When the stem is mostly removed I smeared the bottom half of the collard (the end near the stem) with roasted garlic hummus. I put chopped walnuts, finely diced celery and grated carrot on top the hummus. Next I rolled up the filled collard like a burrito and sliced it in half and served it cold.
Collard Wraps with Hummus, Walnuts, Carrot and Celery
makes 2 servings
4 large collard leaves, bulk of stem removed so they are easy to roll
½ cup of walnuts, chopped
1 carrot, grated
2 stalks of celery, finely minced
freshly ground black pepper to taste
1 cup of roasted garlic hummus
Mix the walnuts, carrot and celery together. Add black pepper to the nut and vegetable mixture according to your taste.

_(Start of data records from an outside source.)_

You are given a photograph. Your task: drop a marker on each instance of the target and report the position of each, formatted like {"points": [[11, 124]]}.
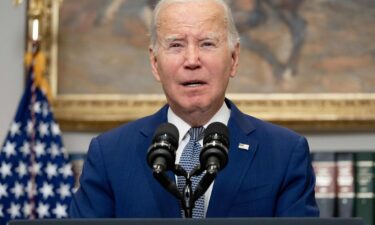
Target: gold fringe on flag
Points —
{"points": [[38, 60]]}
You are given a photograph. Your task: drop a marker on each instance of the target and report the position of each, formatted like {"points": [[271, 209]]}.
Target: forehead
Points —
{"points": [[194, 15]]}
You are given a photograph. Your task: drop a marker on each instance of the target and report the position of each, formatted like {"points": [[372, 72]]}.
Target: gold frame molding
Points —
{"points": [[303, 112]]}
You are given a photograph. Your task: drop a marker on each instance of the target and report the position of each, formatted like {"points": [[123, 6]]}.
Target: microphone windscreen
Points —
{"points": [[168, 132], [216, 130]]}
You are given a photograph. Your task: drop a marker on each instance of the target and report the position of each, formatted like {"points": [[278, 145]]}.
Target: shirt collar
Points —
{"points": [[221, 116]]}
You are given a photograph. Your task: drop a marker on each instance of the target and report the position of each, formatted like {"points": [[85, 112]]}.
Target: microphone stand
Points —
{"points": [[187, 197]]}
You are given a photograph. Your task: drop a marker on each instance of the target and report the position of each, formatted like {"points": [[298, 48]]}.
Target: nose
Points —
{"points": [[192, 58]]}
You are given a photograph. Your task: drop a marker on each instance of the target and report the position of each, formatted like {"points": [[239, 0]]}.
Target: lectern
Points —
{"points": [[209, 221]]}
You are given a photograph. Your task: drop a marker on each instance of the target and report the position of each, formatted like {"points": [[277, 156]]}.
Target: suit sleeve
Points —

Cover bottom ½ of the collard leaf with ¼ cup of hummus. Add ¼ of the nut and vegetable mixture on top of the hummus. Roll the filled collard up like a burrito and cut in half. You can secure the wrap with a toothpick if necessary.
Amount Per Serving
Calories - 324.4
Calories From Fat (55%) 177.25
Total Fat - 21.14g
Saturated Fat - 2.06g
Cholesterol - 0mg
Sodium - 495.08mg
Potassium - 625.38mg
Total Carbohydrates - 28.8g
Fiber - 9.17g
Sugar - 3.89g
Protein - 10.26g
The collard makes a better sandwich wrap than I expected. It will take a little time to become proficient rolling the collard. However, since this is so much healthier than eating flour based wraps, I will be incorporating more collards into our diet in lieu of whole grains wraps. I think the texture of the walnuts was necessary to give this “sandwich” substance. I also believe that you need something “gooey” like a bean dip to help hold the filling in the wrap. The raw collard imparted less green flavor than I expected.